In other words, “Blackout” is a strong slab of dance-pop, which would be news enough were it not coming from any other artist. Ms. Spears, though, is the oddest of celebrities. Never has the daily life of a white, undereducated, divorced, 25-year-old mother of two from Louisiana ever been of such interest. The culture of Britney-watching has even spawned cottage industries, ranging from the nonsensical — fans started a Web site (www.myspace.com/beproactivetohelp) asking people to boycott her new album until she gets “help” — to the patently absurd: a sock worn by a paparazzi photographer whose foot Ms. Spears ran over sold for $585 on eBay this past weekend.
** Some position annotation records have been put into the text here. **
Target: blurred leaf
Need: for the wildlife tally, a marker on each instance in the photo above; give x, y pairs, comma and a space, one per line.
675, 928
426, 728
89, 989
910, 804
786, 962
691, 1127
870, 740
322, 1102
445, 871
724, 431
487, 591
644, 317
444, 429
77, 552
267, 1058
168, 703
Why Ms. Spears’s life warrants such minute-by-minute attention is anyone’s guess. She’s not exculpable in this enterprise — she wanted pop stardom and she got it — but she now lives in a peculiar world where her mundane travails have become the reason she’s famous. As such, it’s unclear how the rather confident “Blackout” may perform. Eight years ago, a 17-year-old Ms. Spears released the biggest-selling debut album from a female artist in American chart history. That album has sold more than 83 million copies worldwide. “Blackout” may be strong enough to remind everybody — from fans to culture vulture pundits — just why people started caring about Britney Spears in the first place.